E va bene, sarà così. Però se il rapporto fra capitale e lavoro c'è ancora, anzi più di prima, non è più conflittuale. Ah sì? Se il capitale si arricchisce sempre di più e gli operai sempre di meno, lo chiameremmo un rapporto «armonioso»? Sta scritto in tutte le tabelle ufficiali che della ricchezza prodotta la parte che va al capitale è sempre maggiore, mentre quella che va «al lavoro» cala. Non solo; essendo il costo del lavoro nella produzione non fisso ma contrattabile tra le due parti, il capitale cerca di comprimerlo al massimo. In passato gli operai avevano guadagnato unendosi, reclamando, protestando, scioperando per salari maggiori, accantonamenti per pensioni e sanità, per difendersi dal licenziamento; ma dagli anni '70 in poi il capitalista non cessa di rimettere in questione gli uni e gli altri, aiutato dagli stati, che al posto dell'antico «libertà, eguaglianza, fraternità» oggi si prefiggono «competitività»

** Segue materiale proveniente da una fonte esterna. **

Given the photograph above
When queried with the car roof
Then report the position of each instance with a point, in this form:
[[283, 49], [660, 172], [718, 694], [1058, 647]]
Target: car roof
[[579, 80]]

E va bene. Sarà conflittivo ma non è più sentito come tale dai lavoratori. Dov'è l'operaio in lotta? Sarà, se pur c'è (Fiom a parte) una minoranza. Non c'è più la fabbrica all'angolo, neanche lo vedo. E se gli operai non si battono che conflitto è? Diciamo la verità, forse non c'è mai stato. C'era un datore di lavoro (termine più simpatico che capitalista) e uomini che liberamente contrattavano con lui il costo della loro prestazione. Non li definivano Free agent gli inglesi nel secolo XIX? Uno stato davvero liberale non si impegnava a non metter becco nella loro libertà di contrattare? Certo non si permetteva di fissare tempo e condizioni di lavoro, minimi salariali. Invece dal Fronte popolare in poi lo ha infaustamente fatto. Pochi anni fa in Francia ha obbligato i salariati a lavorare solo 35 ore, protesta Sarkozy: suvvia, aboliamo questa iniqua ingerenza. Ma sì, annuisce la settimana scorsa l'Unione Europea; noi dicevamo al massimo 48 ore, facciamo invece d'ora in poi 60, anzi 65! Più di dieci al giorno. Viva la libertà di lavoro! Sì sì, torniamo anzi al contratto ad azienda, anzi ad personam, applaude Emma Mercegaglia.

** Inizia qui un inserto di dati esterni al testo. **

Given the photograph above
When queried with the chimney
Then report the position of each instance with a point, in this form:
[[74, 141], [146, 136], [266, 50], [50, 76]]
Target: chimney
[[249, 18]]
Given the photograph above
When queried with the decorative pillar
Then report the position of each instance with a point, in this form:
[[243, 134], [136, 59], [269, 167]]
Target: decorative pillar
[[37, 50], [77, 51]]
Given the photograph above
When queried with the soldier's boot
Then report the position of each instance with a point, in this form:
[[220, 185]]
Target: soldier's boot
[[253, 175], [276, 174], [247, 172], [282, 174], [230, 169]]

E le ex sinistre politiche tacciono. Se aprono la bocca è per dire «che volete, è la modernità». E aggiungono che comunque i salariati e i loro sindacati, peggio i loro partiti, a forza di insistere sul conflitto fra capitale e lavoro - che chiamavano «principale» mentre si trattava soltanto di vita o morte per fame o disoccupazione o malattia dei suddetti Free agent - dava poca o nessuna attenzione agli altri conflitti. Gli operai si mettevano assieme per garantirsi certi salari, certe pensioni e qualche difesa dal licenziamento, e si definivano «classe generale». E l'ambiente? E le donne? E le etnie? Chi li rappresentava? Nessuno. Brutti economicisti che erano. Brutta economicista anche tu che continui a cantare quella canzone! Buttatelo via questo conflitto, non interessa qui più nessuno. Ma andiamo.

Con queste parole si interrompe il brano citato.